What began as a private weekly Zoom check-in between the five hosts evolved into a loose, often chaotic podcast—one designed both to raise money for out-of-work staffers and to underline just how much those shows rely on them.

It worked. The podcast shot to the top of the charts on both Spotify and Apple Podcasts, with its improvised, lightly structured format becoming part of the point: five hosts, left to their own devices, fumbling their way through bits, games, and conversations without their usual behind-the-scenes support system.

But perhaps more than anything, Strike Force Five became a showcase for something late night hasn’t always been known for: genuine camaraderie.

For decades, the genre famously ran on rivalry. By contrast, this current generation has made a habit of showing up for one another—in real life, in individual guest appearances on each others’ shows, and now, in what promises to be their most ambitious group appearance yet.

As a byproduct of the five hosts taking the stage at the Ed Sullivan Theater together on the same night, The Late Show will be the only network late-night show airing a new episode Monday night.

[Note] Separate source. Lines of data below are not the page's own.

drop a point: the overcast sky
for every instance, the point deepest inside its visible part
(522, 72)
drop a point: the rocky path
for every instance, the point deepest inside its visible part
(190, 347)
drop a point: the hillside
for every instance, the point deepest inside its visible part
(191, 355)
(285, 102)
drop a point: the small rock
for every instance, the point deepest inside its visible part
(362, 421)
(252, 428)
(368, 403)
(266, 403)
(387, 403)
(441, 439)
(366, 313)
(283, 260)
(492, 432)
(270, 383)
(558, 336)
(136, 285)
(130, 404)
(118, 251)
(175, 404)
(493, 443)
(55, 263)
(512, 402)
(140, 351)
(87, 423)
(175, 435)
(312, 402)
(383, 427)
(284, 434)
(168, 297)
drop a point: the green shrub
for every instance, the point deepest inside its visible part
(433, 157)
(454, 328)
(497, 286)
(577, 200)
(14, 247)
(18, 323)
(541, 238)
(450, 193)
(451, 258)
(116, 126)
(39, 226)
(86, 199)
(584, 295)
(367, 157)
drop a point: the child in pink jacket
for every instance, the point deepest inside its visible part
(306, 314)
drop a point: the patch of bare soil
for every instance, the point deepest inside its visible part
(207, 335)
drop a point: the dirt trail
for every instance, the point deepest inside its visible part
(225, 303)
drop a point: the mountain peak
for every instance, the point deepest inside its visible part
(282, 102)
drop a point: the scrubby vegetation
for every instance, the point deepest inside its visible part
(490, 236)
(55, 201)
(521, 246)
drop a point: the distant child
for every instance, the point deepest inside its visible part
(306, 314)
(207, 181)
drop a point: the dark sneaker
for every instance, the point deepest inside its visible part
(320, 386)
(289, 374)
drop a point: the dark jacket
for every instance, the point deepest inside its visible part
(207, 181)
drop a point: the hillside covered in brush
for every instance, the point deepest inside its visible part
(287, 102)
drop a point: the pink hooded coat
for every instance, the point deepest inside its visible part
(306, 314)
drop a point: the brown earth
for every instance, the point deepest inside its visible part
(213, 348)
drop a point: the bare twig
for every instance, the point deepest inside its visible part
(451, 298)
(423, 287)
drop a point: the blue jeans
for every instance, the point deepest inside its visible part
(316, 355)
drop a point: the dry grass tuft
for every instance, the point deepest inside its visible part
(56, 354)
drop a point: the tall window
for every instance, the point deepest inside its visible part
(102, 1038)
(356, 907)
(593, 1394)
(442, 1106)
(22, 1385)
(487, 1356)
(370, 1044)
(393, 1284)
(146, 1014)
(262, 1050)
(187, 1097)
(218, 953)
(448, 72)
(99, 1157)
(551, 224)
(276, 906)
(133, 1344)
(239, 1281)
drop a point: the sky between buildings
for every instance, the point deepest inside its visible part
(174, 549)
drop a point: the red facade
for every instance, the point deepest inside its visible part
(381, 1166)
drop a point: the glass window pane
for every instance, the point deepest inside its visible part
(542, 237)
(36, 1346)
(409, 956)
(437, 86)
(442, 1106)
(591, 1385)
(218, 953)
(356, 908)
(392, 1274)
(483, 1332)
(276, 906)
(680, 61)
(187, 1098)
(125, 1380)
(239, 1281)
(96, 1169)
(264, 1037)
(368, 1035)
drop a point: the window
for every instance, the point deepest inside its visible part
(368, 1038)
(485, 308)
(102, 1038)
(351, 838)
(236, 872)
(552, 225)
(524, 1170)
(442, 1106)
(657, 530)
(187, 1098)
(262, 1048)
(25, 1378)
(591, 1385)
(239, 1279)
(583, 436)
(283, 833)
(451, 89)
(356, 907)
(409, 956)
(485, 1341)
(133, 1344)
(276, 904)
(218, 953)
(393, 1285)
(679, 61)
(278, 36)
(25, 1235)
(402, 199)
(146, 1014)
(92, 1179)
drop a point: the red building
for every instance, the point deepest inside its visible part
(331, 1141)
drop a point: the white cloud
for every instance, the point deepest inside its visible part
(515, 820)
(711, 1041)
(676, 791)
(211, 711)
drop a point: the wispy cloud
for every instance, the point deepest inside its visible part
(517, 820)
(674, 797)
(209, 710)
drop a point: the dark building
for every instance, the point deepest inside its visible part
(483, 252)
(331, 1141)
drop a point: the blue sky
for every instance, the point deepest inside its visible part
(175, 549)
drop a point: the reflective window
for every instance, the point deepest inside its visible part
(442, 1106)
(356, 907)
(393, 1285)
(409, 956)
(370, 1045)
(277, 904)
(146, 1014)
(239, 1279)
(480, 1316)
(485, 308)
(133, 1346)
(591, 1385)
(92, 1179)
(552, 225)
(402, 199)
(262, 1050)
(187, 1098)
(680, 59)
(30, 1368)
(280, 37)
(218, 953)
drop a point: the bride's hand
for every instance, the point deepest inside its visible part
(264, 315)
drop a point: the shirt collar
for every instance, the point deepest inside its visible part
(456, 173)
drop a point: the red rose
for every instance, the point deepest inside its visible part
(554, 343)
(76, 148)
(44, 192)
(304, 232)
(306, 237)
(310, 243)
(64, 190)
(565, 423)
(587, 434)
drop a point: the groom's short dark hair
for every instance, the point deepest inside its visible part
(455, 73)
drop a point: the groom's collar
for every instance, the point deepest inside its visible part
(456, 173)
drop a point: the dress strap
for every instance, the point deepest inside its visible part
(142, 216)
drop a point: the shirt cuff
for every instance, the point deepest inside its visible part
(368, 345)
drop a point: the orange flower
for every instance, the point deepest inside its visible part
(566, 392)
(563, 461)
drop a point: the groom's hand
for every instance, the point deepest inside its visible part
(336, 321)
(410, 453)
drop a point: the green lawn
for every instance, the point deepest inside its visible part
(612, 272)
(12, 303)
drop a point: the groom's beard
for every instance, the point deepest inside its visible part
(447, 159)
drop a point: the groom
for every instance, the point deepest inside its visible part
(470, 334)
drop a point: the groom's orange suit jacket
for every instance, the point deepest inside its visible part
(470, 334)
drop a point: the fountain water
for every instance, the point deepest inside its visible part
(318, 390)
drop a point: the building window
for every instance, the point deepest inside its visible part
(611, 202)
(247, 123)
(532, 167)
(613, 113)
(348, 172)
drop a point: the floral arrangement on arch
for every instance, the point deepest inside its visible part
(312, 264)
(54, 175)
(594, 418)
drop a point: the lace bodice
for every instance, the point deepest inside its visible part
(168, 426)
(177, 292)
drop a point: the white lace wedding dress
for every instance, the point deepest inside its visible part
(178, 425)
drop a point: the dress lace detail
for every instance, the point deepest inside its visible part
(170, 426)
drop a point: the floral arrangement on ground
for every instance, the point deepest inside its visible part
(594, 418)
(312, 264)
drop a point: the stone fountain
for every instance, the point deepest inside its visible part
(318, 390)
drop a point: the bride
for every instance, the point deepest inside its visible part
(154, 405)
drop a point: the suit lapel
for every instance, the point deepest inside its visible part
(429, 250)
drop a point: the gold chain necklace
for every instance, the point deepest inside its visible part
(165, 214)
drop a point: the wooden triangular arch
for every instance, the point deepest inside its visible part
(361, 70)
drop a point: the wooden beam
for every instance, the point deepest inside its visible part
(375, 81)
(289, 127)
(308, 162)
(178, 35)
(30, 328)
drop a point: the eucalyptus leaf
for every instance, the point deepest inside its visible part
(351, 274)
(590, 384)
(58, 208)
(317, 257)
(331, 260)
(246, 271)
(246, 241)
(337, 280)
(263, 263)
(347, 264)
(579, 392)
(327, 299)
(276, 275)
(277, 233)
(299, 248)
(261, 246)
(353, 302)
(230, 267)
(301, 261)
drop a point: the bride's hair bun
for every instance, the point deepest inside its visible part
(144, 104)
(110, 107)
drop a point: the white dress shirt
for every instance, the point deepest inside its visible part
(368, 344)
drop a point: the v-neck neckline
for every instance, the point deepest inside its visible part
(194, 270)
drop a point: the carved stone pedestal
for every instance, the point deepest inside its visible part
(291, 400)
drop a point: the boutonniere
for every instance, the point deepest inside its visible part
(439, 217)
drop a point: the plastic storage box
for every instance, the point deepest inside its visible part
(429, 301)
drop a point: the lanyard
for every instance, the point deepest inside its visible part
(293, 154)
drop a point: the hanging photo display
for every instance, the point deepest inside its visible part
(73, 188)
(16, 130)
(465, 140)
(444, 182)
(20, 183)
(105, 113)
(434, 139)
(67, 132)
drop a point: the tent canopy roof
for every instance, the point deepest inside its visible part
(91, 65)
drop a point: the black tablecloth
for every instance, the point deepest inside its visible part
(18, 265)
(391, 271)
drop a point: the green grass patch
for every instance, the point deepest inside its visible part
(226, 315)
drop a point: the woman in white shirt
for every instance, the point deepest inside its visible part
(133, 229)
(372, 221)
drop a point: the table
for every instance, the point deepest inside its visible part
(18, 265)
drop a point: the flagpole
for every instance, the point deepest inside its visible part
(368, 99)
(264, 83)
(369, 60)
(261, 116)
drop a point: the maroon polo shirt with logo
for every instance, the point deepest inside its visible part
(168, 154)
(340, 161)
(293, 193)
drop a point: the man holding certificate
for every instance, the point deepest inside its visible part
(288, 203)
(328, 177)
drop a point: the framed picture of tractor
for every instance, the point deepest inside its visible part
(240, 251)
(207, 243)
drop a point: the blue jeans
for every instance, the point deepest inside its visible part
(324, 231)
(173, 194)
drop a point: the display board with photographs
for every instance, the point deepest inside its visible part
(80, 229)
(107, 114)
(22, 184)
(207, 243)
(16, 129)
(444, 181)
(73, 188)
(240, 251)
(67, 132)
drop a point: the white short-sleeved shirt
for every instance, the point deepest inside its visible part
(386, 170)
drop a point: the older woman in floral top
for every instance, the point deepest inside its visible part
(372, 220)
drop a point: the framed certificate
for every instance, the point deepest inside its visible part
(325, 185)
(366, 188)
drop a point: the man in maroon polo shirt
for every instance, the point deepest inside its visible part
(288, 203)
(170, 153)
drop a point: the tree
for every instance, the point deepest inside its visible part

Both Meyers and Fallon have cancelled their usual tapings—both will air new episodes the rest of the week, while Kimmel—whose show tapes in Los Angeles—is dark all week and was already expected in New York for ABC’s upfronts.

With Colbert now in his final stretch at CBS—The Late Show airs its final episode on May 21—it’s hard not to read the moment as more than just a reunion—part victory lap, part farewell, and a reminder of what this particular era of late night has looked like at its best.